There is no question that some individuals suffer more from these seasonal symptoms than others. There is probably genetic loading for this factor. My ancestors came from the Mideast where there is an abundance of light. Somehow my body and brain reacts to the shortage of winter sunshine in the Northwest!
The biochemical mechanisms of SADS aren’t well understood. Some researchers believe that Melatonin production in the brain is decreased during the low light days of winter. This may contribute to the symptoms of SADS.
Here are some tips for beating these winter blahs and blues.
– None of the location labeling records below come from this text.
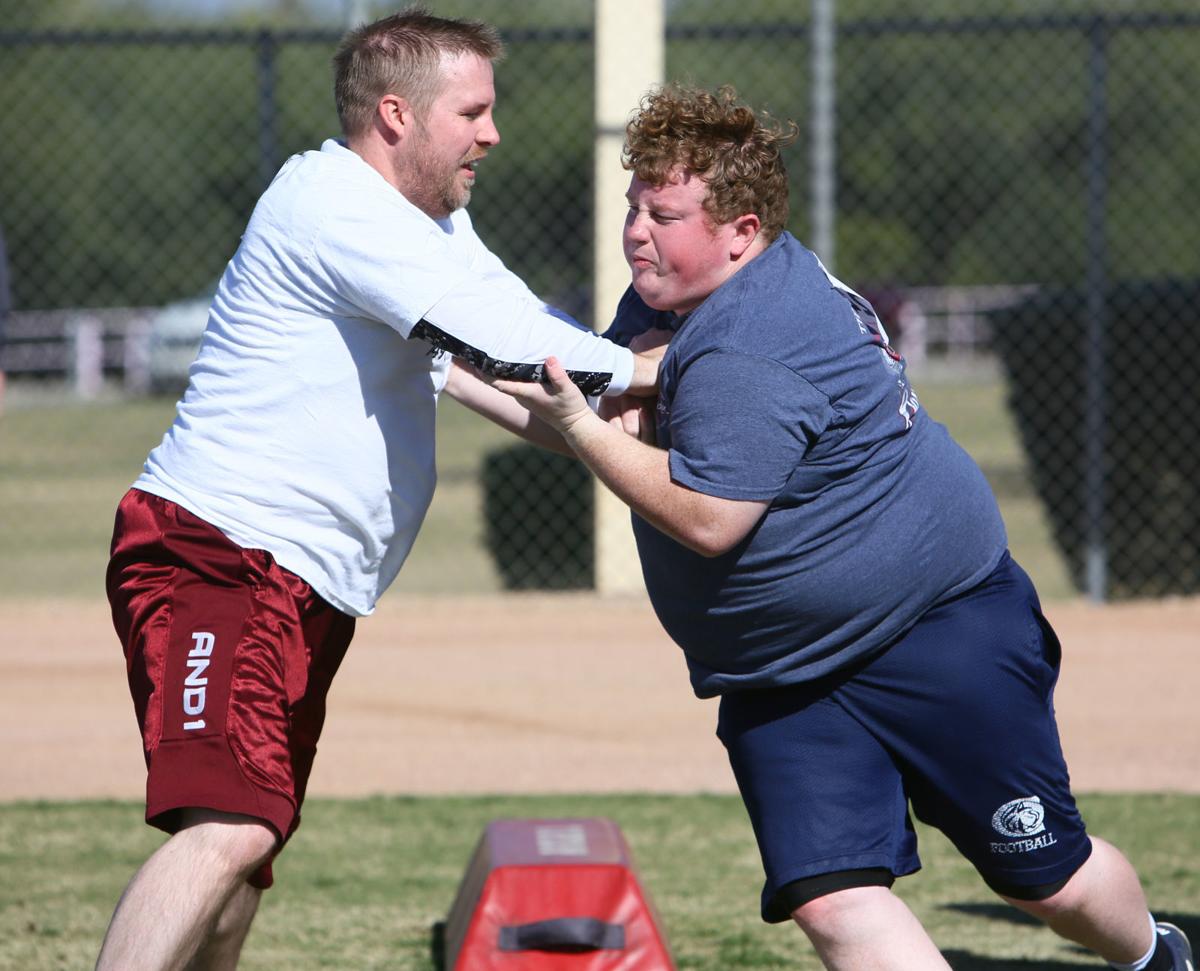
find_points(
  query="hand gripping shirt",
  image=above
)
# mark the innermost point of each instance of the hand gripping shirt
(781, 388)
(307, 427)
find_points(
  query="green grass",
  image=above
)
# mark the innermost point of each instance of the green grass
(364, 881)
(65, 465)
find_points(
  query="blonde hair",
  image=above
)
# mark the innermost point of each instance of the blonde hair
(402, 55)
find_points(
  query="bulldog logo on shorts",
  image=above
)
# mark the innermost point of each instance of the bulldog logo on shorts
(1020, 817)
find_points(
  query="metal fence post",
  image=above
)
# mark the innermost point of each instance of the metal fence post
(87, 357)
(823, 131)
(1095, 358)
(629, 59)
(268, 150)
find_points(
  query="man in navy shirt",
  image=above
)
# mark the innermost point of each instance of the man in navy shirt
(834, 567)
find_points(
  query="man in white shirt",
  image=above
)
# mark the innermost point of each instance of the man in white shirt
(289, 490)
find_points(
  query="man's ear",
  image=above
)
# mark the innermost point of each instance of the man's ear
(745, 232)
(394, 117)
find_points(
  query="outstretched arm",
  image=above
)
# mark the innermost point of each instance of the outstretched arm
(467, 388)
(636, 472)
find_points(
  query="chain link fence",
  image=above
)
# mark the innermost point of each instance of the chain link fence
(1014, 190)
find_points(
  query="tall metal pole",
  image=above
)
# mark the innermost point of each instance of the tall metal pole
(629, 60)
(1097, 282)
(822, 141)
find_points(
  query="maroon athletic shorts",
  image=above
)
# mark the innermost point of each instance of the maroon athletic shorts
(229, 658)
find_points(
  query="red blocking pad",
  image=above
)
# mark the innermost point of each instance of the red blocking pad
(553, 895)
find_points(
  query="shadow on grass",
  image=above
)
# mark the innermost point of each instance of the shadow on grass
(966, 960)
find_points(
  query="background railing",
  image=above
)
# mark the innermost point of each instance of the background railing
(1015, 192)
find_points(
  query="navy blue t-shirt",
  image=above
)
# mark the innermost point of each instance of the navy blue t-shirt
(781, 388)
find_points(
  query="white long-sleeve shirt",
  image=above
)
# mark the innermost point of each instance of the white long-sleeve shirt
(307, 427)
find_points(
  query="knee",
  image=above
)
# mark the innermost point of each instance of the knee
(226, 840)
(1050, 901)
(840, 915)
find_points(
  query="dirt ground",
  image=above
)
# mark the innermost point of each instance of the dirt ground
(555, 694)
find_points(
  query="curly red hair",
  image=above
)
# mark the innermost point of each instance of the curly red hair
(713, 135)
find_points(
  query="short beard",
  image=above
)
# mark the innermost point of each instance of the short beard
(437, 192)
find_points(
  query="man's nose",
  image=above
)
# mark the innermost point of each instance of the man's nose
(635, 227)
(489, 135)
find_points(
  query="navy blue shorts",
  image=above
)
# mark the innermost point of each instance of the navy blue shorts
(955, 718)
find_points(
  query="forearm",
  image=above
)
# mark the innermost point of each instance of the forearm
(502, 409)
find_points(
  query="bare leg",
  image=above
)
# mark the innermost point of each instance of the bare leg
(1102, 907)
(223, 946)
(868, 928)
(172, 904)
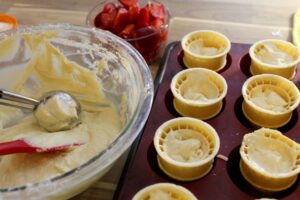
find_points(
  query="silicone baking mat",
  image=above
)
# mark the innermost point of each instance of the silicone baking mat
(224, 181)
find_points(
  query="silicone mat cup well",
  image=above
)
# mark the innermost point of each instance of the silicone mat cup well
(186, 148)
(225, 180)
(197, 57)
(161, 191)
(198, 92)
(270, 161)
(275, 47)
(269, 100)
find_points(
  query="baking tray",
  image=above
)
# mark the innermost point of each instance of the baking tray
(224, 181)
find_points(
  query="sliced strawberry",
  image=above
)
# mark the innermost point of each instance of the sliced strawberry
(120, 21)
(110, 7)
(157, 10)
(127, 32)
(133, 12)
(157, 23)
(144, 17)
(148, 43)
(128, 3)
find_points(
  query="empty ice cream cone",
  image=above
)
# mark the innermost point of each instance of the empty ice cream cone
(274, 56)
(198, 93)
(186, 148)
(205, 49)
(269, 100)
(269, 160)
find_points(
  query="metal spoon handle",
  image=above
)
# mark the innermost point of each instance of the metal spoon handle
(12, 99)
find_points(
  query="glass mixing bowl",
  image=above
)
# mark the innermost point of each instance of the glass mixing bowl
(86, 46)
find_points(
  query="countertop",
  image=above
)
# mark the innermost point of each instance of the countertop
(243, 21)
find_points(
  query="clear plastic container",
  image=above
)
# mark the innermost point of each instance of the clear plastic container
(86, 46)
(150, 44)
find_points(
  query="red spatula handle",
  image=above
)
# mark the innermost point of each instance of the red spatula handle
(16, 146)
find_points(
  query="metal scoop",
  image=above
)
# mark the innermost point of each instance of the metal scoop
(19, 101)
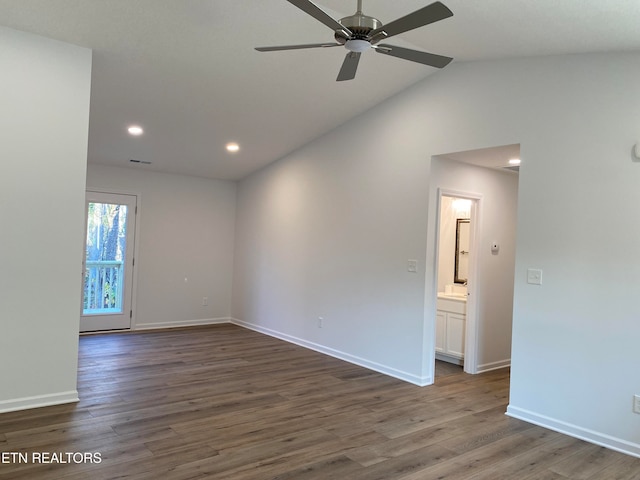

Dawn simulators and Bright Light boxes. For twenty years, I have had a “dawn simulator” which is globe attached to a clock. Thirty minutes before the alarm goes off, the globe behaves like the rising sun. It gets brighter and brighter over the half hour. I wake to a lightened room. This reduces the grogginess that I used to feel waking in a dark room.
Bright light boxes, or light therapy, should generate 10,000 lux of light. I recommend the larger ones (I use the Verilux Deluxe “Happy Light”). I spend 30-60 minutes a day reading in front of my box. Amazon has a wide variety of boxes and simulators for sale.
Exercise! Regular exercise is a great antidote for the winter blahs. Put on your rain gear and go for a walk. My colleague notes that “there is no bad weather, just bad rain gear.” Getting outside, even in the clouds, is helpful and important for beating these blues.
Don’t stop moving just because it’s winter. Start something new—Zumba, yoga classes, dance classes, or swimming. Mix it up and shake it up.
Increase your chocolate consumption during winter months. Just kidding. Although my wife does swear that a small bit of chocolate goes a long way on a gray day in Washington.
What do you do that helps improve your energy level during winter?